Tuesday, May 30, 2023


Saturday, June 3, 2023

The critical role of Kelso & Crawford in the development of the stable matching literature

 In the physics literature there has long been an interest in economics (econophysics) that takes many forms. Here's a review of stable matching, which identifies Kelso and Crawford as a critical step in the evolution of the matching literature following Gale and Shapley.

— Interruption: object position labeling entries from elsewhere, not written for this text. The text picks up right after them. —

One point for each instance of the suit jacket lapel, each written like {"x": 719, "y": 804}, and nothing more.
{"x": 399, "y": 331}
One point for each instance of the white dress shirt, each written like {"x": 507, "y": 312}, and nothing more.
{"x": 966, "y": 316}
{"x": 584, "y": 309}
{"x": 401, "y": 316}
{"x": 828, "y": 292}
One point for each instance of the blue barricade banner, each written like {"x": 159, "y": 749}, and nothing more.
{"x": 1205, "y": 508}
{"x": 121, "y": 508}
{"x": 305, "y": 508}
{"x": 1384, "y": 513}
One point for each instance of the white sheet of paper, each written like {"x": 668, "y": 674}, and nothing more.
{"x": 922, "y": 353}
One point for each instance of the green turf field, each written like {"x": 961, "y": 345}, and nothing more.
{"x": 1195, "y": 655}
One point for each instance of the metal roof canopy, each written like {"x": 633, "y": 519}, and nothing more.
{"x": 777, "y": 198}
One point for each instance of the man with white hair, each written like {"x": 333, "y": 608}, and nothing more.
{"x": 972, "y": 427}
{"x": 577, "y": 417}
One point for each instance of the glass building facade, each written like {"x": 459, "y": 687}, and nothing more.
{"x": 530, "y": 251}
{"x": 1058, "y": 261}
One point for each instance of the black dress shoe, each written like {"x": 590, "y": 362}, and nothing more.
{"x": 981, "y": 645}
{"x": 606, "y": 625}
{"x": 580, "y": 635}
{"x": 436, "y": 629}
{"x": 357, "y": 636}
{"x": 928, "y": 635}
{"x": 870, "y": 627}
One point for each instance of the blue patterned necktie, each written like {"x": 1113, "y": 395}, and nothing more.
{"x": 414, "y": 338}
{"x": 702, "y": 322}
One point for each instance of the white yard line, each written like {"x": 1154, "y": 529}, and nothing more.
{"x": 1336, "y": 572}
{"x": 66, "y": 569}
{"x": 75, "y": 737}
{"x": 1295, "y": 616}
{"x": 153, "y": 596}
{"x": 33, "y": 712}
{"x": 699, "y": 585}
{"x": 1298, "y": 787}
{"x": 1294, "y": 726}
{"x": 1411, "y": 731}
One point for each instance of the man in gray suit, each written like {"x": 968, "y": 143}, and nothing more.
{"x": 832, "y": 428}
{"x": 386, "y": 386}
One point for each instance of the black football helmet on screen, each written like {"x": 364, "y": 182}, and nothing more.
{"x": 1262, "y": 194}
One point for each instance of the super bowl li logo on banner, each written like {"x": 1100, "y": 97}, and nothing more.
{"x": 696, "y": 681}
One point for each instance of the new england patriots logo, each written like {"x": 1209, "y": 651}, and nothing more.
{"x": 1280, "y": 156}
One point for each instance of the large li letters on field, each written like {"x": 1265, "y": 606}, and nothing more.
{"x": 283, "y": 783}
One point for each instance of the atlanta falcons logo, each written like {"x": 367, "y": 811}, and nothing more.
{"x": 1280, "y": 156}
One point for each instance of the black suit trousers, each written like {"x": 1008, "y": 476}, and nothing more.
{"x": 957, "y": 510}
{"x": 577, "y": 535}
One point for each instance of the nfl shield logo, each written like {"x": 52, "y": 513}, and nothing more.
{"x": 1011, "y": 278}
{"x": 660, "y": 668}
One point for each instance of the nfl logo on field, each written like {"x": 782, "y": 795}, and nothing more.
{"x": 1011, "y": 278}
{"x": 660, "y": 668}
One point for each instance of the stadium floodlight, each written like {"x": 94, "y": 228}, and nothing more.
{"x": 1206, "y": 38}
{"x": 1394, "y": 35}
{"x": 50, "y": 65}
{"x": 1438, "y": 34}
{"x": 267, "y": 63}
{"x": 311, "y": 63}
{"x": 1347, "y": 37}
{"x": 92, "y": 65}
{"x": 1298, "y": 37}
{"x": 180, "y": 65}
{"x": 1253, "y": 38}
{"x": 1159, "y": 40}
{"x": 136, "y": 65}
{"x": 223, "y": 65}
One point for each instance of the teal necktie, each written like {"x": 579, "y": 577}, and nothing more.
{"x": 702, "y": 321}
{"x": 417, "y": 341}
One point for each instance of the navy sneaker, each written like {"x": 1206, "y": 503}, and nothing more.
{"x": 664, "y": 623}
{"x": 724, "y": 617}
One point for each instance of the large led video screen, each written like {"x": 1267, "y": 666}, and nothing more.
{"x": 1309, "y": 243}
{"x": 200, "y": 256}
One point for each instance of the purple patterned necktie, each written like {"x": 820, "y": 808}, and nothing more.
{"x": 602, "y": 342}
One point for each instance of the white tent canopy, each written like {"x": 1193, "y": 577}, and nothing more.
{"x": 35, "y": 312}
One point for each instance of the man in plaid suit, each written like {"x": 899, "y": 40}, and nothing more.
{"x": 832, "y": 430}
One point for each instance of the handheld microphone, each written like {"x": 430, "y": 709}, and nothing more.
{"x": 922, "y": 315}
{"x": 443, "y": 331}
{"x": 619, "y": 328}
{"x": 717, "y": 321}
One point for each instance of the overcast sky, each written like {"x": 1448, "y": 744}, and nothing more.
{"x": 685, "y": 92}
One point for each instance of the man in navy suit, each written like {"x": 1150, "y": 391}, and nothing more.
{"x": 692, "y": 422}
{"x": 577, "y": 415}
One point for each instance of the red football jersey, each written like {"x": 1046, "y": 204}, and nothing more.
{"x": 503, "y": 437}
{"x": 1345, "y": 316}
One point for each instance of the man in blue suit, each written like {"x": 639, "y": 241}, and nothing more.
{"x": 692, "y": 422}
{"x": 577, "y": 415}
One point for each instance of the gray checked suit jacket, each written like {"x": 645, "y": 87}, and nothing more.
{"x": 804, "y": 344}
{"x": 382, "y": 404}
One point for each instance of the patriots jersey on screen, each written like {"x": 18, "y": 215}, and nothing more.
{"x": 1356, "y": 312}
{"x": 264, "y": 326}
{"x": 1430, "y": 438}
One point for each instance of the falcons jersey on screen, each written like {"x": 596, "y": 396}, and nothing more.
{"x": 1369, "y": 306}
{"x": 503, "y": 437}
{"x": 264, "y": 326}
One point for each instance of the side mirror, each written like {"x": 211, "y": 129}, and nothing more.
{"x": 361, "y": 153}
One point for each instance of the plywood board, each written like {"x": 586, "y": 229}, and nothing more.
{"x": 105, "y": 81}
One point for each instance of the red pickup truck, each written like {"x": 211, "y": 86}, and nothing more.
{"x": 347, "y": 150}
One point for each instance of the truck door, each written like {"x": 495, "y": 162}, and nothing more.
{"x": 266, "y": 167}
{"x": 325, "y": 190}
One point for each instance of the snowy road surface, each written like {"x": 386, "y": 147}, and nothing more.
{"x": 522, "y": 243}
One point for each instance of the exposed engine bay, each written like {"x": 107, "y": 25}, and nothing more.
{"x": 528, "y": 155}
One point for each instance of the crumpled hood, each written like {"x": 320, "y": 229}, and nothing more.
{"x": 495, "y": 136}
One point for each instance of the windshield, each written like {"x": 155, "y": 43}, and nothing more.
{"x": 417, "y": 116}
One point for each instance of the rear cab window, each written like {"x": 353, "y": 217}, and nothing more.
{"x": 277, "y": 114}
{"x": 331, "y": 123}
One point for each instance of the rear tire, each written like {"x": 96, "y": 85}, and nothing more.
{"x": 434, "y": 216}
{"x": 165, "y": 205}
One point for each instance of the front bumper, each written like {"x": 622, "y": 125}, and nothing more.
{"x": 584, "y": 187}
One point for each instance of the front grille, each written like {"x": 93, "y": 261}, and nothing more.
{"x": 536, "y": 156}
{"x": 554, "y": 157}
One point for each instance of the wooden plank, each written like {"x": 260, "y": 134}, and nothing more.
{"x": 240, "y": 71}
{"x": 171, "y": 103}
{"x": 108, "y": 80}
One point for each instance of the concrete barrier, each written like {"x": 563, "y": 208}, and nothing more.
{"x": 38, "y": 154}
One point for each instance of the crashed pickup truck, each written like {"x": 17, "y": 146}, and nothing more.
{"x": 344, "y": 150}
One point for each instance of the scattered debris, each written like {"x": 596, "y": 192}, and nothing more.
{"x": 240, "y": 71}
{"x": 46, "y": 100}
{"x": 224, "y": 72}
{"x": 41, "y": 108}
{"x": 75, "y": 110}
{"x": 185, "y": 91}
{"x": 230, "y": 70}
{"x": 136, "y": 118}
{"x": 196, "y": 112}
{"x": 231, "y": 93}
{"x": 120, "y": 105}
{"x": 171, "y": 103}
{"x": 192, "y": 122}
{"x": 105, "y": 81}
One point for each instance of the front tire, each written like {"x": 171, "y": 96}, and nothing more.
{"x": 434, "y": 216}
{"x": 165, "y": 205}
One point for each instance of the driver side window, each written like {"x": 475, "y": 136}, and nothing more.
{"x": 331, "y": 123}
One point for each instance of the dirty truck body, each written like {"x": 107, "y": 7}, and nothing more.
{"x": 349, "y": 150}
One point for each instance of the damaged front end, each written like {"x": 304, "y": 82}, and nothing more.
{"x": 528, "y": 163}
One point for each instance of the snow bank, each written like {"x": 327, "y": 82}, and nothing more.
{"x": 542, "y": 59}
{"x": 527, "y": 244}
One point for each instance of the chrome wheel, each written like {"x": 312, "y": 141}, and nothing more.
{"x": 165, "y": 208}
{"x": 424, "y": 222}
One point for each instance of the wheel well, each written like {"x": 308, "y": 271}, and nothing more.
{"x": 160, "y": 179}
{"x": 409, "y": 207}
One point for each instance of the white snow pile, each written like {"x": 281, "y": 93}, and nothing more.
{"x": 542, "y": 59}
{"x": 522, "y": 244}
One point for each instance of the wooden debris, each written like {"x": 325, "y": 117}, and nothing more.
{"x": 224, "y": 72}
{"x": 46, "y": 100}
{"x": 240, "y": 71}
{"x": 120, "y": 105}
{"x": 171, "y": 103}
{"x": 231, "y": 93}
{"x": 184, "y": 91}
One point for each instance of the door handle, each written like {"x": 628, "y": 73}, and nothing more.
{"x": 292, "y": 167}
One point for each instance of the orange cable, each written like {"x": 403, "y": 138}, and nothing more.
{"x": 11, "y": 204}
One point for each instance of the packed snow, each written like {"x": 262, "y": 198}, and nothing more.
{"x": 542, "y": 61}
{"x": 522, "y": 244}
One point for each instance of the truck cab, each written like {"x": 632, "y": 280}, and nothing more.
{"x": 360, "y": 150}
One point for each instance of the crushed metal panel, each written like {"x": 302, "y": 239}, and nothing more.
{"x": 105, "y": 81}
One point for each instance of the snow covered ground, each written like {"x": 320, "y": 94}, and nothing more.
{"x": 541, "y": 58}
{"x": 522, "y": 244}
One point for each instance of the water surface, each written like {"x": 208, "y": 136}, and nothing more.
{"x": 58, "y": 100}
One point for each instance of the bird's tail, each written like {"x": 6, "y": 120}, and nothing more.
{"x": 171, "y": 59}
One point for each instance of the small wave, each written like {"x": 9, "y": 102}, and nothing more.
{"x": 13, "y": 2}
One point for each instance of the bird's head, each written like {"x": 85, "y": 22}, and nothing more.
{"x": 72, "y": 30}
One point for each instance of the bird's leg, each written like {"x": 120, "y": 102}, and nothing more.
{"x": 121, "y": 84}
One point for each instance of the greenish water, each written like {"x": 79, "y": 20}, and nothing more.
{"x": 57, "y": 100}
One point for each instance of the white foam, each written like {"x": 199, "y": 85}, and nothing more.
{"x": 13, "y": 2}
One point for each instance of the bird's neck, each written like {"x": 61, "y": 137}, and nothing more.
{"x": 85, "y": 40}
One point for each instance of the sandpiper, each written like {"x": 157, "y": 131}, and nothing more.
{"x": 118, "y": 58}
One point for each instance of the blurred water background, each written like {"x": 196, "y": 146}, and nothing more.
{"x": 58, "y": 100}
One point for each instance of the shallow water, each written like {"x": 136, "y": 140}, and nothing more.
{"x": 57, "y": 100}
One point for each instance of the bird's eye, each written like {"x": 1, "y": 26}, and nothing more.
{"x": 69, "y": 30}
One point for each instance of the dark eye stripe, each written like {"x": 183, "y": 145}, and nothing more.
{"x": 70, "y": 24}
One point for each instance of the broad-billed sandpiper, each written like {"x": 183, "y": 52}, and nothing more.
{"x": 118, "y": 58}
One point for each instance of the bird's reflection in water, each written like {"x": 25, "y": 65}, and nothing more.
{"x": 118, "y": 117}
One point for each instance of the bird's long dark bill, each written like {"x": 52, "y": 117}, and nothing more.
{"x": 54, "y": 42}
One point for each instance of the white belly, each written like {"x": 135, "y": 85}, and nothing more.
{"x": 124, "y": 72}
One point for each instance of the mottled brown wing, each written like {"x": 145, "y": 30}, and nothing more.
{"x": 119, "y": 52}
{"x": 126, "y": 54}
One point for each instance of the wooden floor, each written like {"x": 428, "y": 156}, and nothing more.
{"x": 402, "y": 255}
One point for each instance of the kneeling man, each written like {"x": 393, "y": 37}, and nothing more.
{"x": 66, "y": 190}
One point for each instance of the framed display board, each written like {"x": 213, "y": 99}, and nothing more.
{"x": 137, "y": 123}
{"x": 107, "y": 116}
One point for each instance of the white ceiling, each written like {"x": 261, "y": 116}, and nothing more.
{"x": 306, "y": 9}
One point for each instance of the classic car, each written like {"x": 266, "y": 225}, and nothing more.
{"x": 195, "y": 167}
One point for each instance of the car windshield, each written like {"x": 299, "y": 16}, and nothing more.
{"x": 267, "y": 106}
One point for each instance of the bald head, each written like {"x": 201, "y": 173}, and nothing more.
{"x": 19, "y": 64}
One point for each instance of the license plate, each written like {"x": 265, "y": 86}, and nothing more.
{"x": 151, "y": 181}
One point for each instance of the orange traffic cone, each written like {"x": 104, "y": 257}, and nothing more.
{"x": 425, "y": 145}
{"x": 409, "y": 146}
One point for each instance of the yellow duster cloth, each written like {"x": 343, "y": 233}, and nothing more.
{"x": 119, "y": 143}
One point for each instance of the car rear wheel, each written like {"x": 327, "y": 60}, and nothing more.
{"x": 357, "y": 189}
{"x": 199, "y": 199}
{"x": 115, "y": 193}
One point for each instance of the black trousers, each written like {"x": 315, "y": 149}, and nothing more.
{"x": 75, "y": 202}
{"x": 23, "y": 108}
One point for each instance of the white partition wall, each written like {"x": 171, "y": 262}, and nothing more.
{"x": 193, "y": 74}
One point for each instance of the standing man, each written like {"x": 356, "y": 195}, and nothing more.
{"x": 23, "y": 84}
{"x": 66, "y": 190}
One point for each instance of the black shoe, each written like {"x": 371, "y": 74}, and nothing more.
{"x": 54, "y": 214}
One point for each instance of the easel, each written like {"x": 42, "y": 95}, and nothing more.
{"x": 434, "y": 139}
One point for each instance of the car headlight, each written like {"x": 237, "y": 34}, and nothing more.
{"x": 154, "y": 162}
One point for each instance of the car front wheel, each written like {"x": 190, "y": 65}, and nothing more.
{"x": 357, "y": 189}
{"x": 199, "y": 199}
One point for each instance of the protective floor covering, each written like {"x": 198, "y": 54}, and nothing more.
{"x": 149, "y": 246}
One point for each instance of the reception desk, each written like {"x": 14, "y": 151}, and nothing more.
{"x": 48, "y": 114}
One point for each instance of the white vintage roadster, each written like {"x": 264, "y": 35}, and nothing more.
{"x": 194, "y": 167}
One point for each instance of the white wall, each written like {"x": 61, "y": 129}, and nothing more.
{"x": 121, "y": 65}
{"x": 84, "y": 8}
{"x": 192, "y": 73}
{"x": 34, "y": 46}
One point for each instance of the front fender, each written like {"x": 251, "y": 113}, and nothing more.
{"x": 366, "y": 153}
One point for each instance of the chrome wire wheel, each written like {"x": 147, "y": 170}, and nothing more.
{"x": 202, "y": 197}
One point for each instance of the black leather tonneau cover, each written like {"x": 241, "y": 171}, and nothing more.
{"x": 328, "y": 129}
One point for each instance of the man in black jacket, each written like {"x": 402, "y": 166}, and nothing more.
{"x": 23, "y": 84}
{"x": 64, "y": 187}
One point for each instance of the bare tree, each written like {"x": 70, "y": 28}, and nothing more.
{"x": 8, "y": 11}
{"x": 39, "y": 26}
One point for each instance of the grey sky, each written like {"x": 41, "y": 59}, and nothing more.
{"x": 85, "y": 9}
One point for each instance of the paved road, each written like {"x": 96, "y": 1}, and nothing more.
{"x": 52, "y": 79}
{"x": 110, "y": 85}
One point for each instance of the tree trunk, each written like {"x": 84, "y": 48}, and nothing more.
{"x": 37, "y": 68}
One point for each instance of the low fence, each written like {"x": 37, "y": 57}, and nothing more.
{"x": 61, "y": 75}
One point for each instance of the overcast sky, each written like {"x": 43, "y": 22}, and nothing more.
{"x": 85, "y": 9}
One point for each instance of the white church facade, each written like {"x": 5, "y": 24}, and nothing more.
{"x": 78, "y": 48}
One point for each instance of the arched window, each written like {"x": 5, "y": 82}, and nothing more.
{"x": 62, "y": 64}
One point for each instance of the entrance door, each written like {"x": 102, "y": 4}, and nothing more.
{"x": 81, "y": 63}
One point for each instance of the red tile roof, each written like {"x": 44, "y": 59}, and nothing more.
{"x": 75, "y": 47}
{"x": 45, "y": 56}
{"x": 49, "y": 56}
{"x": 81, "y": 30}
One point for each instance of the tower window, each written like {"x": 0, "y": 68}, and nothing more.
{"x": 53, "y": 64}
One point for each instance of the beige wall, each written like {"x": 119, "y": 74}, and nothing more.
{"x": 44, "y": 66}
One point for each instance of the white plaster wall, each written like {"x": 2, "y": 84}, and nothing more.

Danilov, V.I. Review of the Theory of Stable Matchings and Contract Systems. Computational Mathematics and Mathematical Physics. 63, 466–490 (2023). https://doi.org/10.1134/S0965542523030065

"The real development was started by the work of Kelso and Crawford [123], who considered the more general problem of hiring workers (many-to-one). Their problem statement differed from the college admission problem in that the behavior of firms was more flexible than simply setting a quota in [81]. When hiring workers, the firm dealt with a “crowd” of candidates and chose the group of workers it needed from among this crowd. The description of the behavior of such a firm was no longer given by a simple ranking of candidates, but by a choice function. Below, we consider such functions in more detail. An important merit of Kelso and Crawford was that they found the “correct” condition on the choice function, which generalized the Gale–Shapley “linear” choice and which had previously appeared in economics as a substitutability condition. (Later it turned out that such a condition had already been introduced in the choice theory [152] under the name path independence.) Using this condition, Kelso and Crawford [123] showed that the Gale–Shapley algorithm works and gives a stable distribution of workers among firms. In [88], the notion of substitutability was used in the case of indivisible goods and led to a series of papers on this topic (see [79, 51, 65, 103]). Two years later, Roth [158] showed that the same substitutability condition also works well in a many-to-many situation, when firms could hire many workers and workers could work in several firms, see [62]. The results of this direction were summed up in the monograph [160]."